Prescription Lenses. Everyday use of prescription corrective lenses will not provide
adequate protection against most occupational eye and face hazards, so employers must make sure that employees with corrective lenses either wear eye protection that incorporates the
prescription into the design or wear additional eye protection over their prescription lenses.
Types of Eye and Face Protection
Some of the most common types of eye and face protection include the following:
Safety spectacles: These protective eyeglasses have safety frames constructed of metal or plastic and impact-resistant lenses. Side shields are available on some models.
Goggles: These are tight-fitting eye protection that completely cover the eyes, eye sockets and the facial area immediately surrounding the eyes and provide protection
from impact, dust and splashes.

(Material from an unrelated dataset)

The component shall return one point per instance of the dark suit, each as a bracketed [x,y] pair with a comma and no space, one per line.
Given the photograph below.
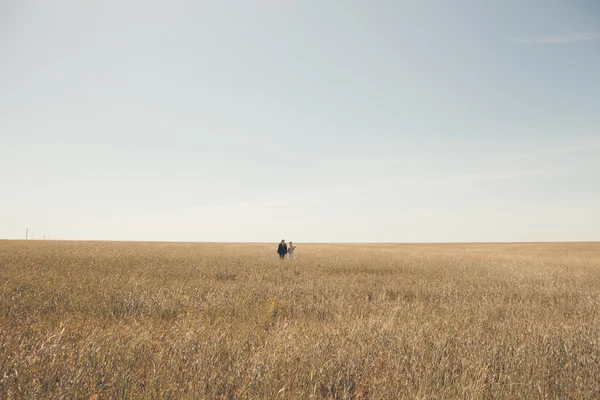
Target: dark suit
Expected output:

Some goggles will fit over corrective lenses.
Welding shields: Constructed of vulcanized fiber or fiberglass and fitted with a filtered lens, welding shields protect eyes from burns caused by infrared or intense
radiant light; they also protect both the eyes and face from flying sparks, metal spatter and slag chips produced during welding, brazing, soldering and cutting operations. OSHA requires
filter lenses to have a shade number appropriate to protect against the specific hazards of the work being performed in order to protect against harmful light radiation.
Laser safety goggles: These specialty goggles protect against intense concentrations of light produced by lasers. The type of laser safety goggles an employer chooses
will depend upon the equipment and operating conditions in the workplace.

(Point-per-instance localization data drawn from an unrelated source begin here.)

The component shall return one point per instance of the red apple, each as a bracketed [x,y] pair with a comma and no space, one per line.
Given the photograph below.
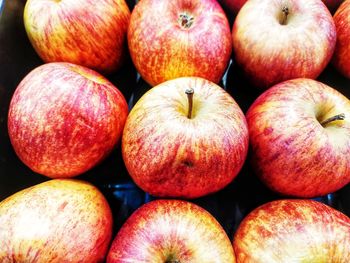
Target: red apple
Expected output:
[88,33]
[179,145]
[299,132]
[171,231]
[275,41]
[64,119]
[170,39]
[341,57]
[233,5]
[293,231]
[332,4]
[56,221]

Face shields: These transparent sheets of plastic extend from the eyebrows to below the chin and across the entire width of the employee’s head. Some are polarized for
glare protection. Face shields protect against nuisance dusts and potential splashes or sprays of hazardous liquids but will not provide adequate protection against impact hazards. Face
shields used in combination with goggles or safety spectacles will provide additional protection against impact hazards.

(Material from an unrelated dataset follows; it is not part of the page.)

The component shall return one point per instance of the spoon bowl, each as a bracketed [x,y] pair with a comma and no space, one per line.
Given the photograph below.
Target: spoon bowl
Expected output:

2. Which of the following eye and face protective devices will NOT provide adequate protection against impact hazards?
a. Face shields
b. Welding shields
d. Safety spectacles
Protecting employees from potential head injuries is a key element of any safety program. Hard hats can protect employees from impact and penetration hazards as well as from electrical
shock and burn hazards.
Employers must ensure that their employees wear head protection if any of the following apply:
Objects might fall from above and strike them on the head;
They might bump their heads against fixed objects, such as exposed pipes or beams; or
There is a possibility of accidental head contact with electrical hazards.
Types of Hard Hats
In addition to selecting protective headgear that meets ANSI Z89.1 standard
requirements, employers should ensure that employees wear hard hats that provide appropriate protection against potential workplace hazards. It is important for employers to understand
all potential hazards through a comprehensive hazard analysis and an awareness of the different types of protective headgear available.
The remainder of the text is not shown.